🤖 AI Summary
Personalized image generation faces a fundamental trade-off between identity fidelity and controllable editing: optimization-based methods achieve high fidelity but suffer from low efficiency, whereas learning-based approaches are efficient yet vulnerable to entanglement caused by pose, background, and other confounding factors. This work proposes SpotDiff, which explicitly disentangles subject identity from pose/background interference in the CLIP feature space via orthogonal constraints, and introduces a dual-expert network to separately model identity-preserving and interference-driven variations. Trained on our newly constructed SpotDiff10k dataset—comprising only 10,000 samples—SpotDiff significantly outperforms prior methods, achieving state-of-the-art performance in both subject preservation rate and text-guided editing accuracy. Its core contribution is the first lightweight, interpretable interference-disentanglement mechanism that simultaneously ensures high fidelity, high efficiency, and strong edit controllability.
📝 Abstract
Personalized image generation aims to faithfully preserve a reference subject's identity while adapting to diverse text prompts.

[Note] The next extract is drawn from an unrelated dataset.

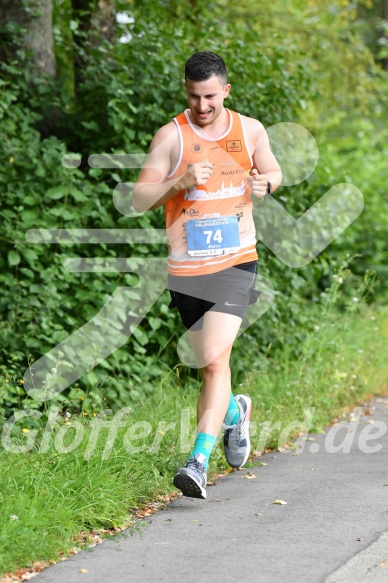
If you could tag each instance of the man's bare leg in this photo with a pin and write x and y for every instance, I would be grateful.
(212, 346)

Existing optimization-based methods ensure high fidelity but are computationally expensive, while learning-based approaches offer efficiency at the cost of entangled representations influenced by nuisance factors. We introduce SpotDiff, a novel learning-based method that extracts subject-specific features by spotting and disentangling interference. Leveraging a pre-trained CLIP image encoder and specialized expert networks for pose and background, SpotDiff isolates subject identity through orthogonality constraints in the feature space. To enable principled training, we introduce SpotDiff10k, a curated dataset with consistent pose and background variations. Experiments demonstrate that SpotDiff achieves more robust subject preservation and controllable editing than prior methods, while attaining competitive performance with only 10k training samples.